Is the distribution of the orders of the cyclic groups generated by elements of $S_n$ known? A week ago I was playing around with a card-shuffle method corresponding to an element of $S_{52}$, and the order of the cyclic group generated was 272 (ie, 272 shuffles returns the deck to original order). 
I was curious as to whether this was higher or lower than expected. A full calculation would require computing the orders of the cyclic groups generated by all $52!$ elements of $S_{52}$, which is computationally infeasible, so instead I ran a Monte-Carlo simulation of the orders of the cyclic groups generated by uniformly-distributed randomly-chosen elements of $S_{52}$:
dat52 = ParallelTable[
   GroupOrder[PermutationGroup[{RandomPermutation[52]}]], {10^6}];

Here is a coarse log-$x$-axis histogram of the results:
Histogram[dat52, "Log"]


The spike near 40 is not a statistical artifact; the results are only perturbed by $1/\sqrt{N}$ noise, which in this case is astronomically tiny (see the $y$-axis).
I was curious to see if there was any finer structure, so I made the following histogram-like image (right-click and open in a new tab to see large 4320 x 2320 pixel image):

The $x$-axis is logarithmic as before, and the $y$-axis goes up to about 24,000 counts (not labeled). As you can see, there is a lot of fine structure in the distribution of group orders.
Similarly, here is the histogram profile of the group orders of the elements of $S_{51}$ (full-size is 4320 x 2320 pixels):

Here is $S_{53}$ (full-size is 4580 x 2020 pixels):

And here is $S_{256}$ (full-size is 10020 x 4020 pixels):

Naturally, I'm curious whether there is anything known about these distributions, either structurally (ie, an explicit formula for the distribution counts of $S_n$), or asymptotically (ie, the smoothed profile tends towards so-and-so distribution as $n\to\infty$). Does anyone know, or is this beyond current mathematics? 
From the comments in this question, it seems like this is a hard problem, but I was still curious as to what extent the structure is explainable.
 A: The question can be factored into two questions: what is the joint distribution of the cycle lengths of a random permutation, and what is the lcm of all cycle lengths? The second question is an annoyingly delicate arithmetic question (e.g. the lcm depends delicately on whether a large cycle happens to have prime length) so I am tempted to ignore it to concentrate on the first question.
Here is what I know about cycle lengths of random permutations.

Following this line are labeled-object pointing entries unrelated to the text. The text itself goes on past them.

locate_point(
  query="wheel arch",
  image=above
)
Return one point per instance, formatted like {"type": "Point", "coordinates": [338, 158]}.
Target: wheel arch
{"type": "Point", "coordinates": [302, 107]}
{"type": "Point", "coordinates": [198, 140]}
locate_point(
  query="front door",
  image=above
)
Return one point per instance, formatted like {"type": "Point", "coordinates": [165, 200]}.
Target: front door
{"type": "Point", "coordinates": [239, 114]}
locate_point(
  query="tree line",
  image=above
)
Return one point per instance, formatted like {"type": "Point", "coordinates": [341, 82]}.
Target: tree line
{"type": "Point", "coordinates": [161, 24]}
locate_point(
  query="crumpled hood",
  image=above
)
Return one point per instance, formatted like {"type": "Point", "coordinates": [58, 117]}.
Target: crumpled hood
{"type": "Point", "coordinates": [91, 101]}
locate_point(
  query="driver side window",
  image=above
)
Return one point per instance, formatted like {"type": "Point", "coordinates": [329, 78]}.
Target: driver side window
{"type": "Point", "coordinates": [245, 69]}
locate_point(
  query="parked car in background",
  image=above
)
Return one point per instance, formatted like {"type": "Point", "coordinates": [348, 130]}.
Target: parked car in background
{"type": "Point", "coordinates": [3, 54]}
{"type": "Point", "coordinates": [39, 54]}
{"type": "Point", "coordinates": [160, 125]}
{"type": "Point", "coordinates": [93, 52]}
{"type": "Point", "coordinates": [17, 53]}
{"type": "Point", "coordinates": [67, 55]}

First, it's a nice exercise to show that the expected number of cycles of length $k \le n$ in a permutation of $n$ elements is $\frac{1}{k}$, and hence the total expected number of cycles is
$$H_n = \sum_{k=1}^n \frac{1}{k} \approx \log n.$$
When $k \ll n$ one can make much stronger statements: as $n \to \infty$, the number of cycles of length $k \ll n$ is asymptotically Poisson with parameter $\frac{1}{k}$. Moreover, for various $k \ll n$ these Poisson random variables are asymptotically jointly independent. See this blog post for some details.
Unfortunately, I don't know much about large $k$. 
Edit: An upper bound for the lcm of the cycle lengths is their product, and we can say something about that. The product is just $\prod k^{c_k}$ where $c_k$ is the number of cycles of length $k$, so the logarithm of the product is
$$\sum_{k=1}^n c_k \log k.$$
If we assume that the $c_k$ are, for all $k$, jointly Poisson with parameter $\frac{1}{k}$, then we can compute the moments of this logarithm. For example, its expected value is
$$\sum_{k=1}^n \frac{\log k}{k} \approx \frac{(\log n)^2}{2}.$$
Plugging in $n = 52$ gives that the exponential of the expected value of the logarithm of the product is about $2400$, which is at least within an order of magnitude of what you got.